Era il 1918, quando venne pubblicata la prima parte dell’opera ciclopica di Oswald Spengler, Il Tramonto dell’Occidente, che i contemporanei interpretarono, inevitabilmente, come la diagnosi del male incurabile che, verso la fine della Grande Guerra, annunciava la fine dell’Europa.
Oggi, dopo quasi un secolo, appare invece evidente che il crepuscolo dell’Occidente non è affatto terminato, e che il carattere profetico dell’opera spengleriana riguarda ancora molto del futuro davanti a noi. Il Tramonto ha come sottotitolo “Lineamenti di una morfologia della storia mondiale”, storia che viene descritta attraverso sette grandi civiltà simili a organismi viventi che nascono, crescono e declinano, muovendosi tra i due principi, apparentemente opposti, di Kultur e Zivilization, ossia tra una cultura che valorizza la “Civiltà”, dove regna l’ordine qualitativo, e la sua versione decadente, la “Civilizzazione”, ovvero il dominio della quantità e dell’indifferenziato.
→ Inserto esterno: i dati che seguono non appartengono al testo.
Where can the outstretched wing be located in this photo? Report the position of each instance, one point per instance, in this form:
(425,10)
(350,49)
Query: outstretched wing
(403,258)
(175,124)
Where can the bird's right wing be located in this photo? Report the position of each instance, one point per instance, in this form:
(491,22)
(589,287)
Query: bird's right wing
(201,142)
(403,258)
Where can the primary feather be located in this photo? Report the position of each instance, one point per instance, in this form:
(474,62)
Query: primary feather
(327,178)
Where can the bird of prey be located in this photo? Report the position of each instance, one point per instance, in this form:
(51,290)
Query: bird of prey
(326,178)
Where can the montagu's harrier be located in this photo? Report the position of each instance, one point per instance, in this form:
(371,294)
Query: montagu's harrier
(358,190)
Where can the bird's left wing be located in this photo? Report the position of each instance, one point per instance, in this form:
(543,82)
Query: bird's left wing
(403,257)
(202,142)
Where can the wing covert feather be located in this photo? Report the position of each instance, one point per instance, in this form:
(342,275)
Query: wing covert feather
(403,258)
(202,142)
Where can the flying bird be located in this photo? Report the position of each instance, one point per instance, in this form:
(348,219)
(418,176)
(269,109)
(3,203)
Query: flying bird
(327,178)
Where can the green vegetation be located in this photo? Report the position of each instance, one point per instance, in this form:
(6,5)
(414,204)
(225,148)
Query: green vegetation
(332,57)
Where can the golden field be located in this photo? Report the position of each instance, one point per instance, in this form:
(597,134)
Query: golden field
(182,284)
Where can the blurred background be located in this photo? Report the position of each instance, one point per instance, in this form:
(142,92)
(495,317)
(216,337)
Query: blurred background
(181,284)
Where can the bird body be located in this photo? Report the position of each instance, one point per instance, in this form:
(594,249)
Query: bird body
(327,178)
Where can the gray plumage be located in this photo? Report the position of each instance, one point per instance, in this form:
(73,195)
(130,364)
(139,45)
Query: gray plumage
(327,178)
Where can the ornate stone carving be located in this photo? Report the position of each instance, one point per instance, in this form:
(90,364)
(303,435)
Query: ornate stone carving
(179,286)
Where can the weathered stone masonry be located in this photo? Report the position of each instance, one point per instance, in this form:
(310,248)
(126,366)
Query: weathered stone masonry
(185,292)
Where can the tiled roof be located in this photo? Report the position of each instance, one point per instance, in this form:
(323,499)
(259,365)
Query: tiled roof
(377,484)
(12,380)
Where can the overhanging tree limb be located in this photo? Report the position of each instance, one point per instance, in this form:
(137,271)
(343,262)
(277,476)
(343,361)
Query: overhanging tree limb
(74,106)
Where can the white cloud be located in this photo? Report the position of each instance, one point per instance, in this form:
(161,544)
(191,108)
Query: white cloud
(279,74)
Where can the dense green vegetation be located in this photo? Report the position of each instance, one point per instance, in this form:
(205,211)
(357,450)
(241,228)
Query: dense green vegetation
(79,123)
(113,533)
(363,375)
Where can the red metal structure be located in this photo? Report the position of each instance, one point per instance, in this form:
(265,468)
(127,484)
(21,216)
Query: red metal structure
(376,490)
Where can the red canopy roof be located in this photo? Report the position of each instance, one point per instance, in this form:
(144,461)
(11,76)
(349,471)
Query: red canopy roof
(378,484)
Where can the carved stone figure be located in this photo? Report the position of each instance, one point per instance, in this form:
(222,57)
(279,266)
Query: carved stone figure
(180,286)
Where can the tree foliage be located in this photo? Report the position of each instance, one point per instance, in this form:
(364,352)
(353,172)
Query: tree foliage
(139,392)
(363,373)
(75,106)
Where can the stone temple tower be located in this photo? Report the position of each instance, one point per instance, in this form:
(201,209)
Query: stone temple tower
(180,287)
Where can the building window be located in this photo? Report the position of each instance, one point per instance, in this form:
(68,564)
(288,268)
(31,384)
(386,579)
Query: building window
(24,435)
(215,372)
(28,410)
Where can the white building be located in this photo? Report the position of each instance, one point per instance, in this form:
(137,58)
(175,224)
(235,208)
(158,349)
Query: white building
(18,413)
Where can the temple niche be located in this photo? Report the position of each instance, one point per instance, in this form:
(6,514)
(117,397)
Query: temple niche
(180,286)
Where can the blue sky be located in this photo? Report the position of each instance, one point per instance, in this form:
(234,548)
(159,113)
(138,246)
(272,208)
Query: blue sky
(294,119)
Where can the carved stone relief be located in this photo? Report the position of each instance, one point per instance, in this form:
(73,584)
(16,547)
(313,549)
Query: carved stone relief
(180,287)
Tradotto in Italia solo negli anni Cinquanta del secolo scorso, Il Tramonto dell’Occidente resta un libro molto più citato che letto, e Spengler un autore più interpretato che capito, anche se, a partire dalla nuova edizione pubblicata da Longanesi nel 2008, l’attenzione dell’accademia italiana verso il filosofo della Rivoluzione Conservatrice si è ridestata, e ha fornito contributi preziosi, come il denso volumetto di Giuseppe Raciti, docente di filosofia teoretica all’Università di Catania, intitolato “Per la critica della notte. Saggio sul Tramonto dell’Occidente di Oswald Spengler”, appena pubblicato da Mimesis (pagg. 136, € 12).
Già curatore di opere di Bachofen, Hamann e Juenger –a cui ha dedicato anche il saggio Ho incontrato Juenger nel Caucaso-, Raciti smonta i luoghi comuni che circondano Spengler, primo fra tutti la presunta e irriducibile opposizione tra Kultur e Zivilization, che in realtà sono l’una l’inevitabile sviluppo dell’altra, e viceversa. A questo proposito, oltre ai consueti riferimenti ad autori come Goethe, Thomas Mann, Nietzsche e Kant, l’Autore lancia interessanti suggestioni citando scrittori che solitamente non vengono affatto accostati al filosofo tedesco: l’antropologo dimenticato Leo Frobenius, lo scrittore a lungo sottovalutato H.P.Lovecraft, l’ingiustamente ricordato solo come poeta W.B.Yeats e il giovane filosofo suicida Otto Weininger, che su Spengler ebbe un’ influenza ben più rilevante di quello che generalmente si pensa.
Alla contrapposizione tra i due principi opposti di Kultur e Zivilization, Raciti suggerisce, ad esempio, di sostituire la gyre yeatsiana, le due spirali contrapposte, il cui moto elicoidale fa sì che dove finisce la rotazione di una inizi quella dell’altra, confermando così la maggiore efficacia nella rappresentazione della realtà da parte di miti e simboli invece di cifre e formule matematiche nelle quali siamo immersi. Del resto, come ci ammoniva Spengler, dobbiamo immergerci nell’astrazione fino in fondo, lasciando che la tecnologia invada con forme “sempre più disumanizzate, che avvolgono la terra con una rete infinita di forze sottili, di correnti e di tensioni”; esattamente quello che la diffusione di Internet sta facendo al mondo. Possiamo dire che Spengler aveva predetto anche questo.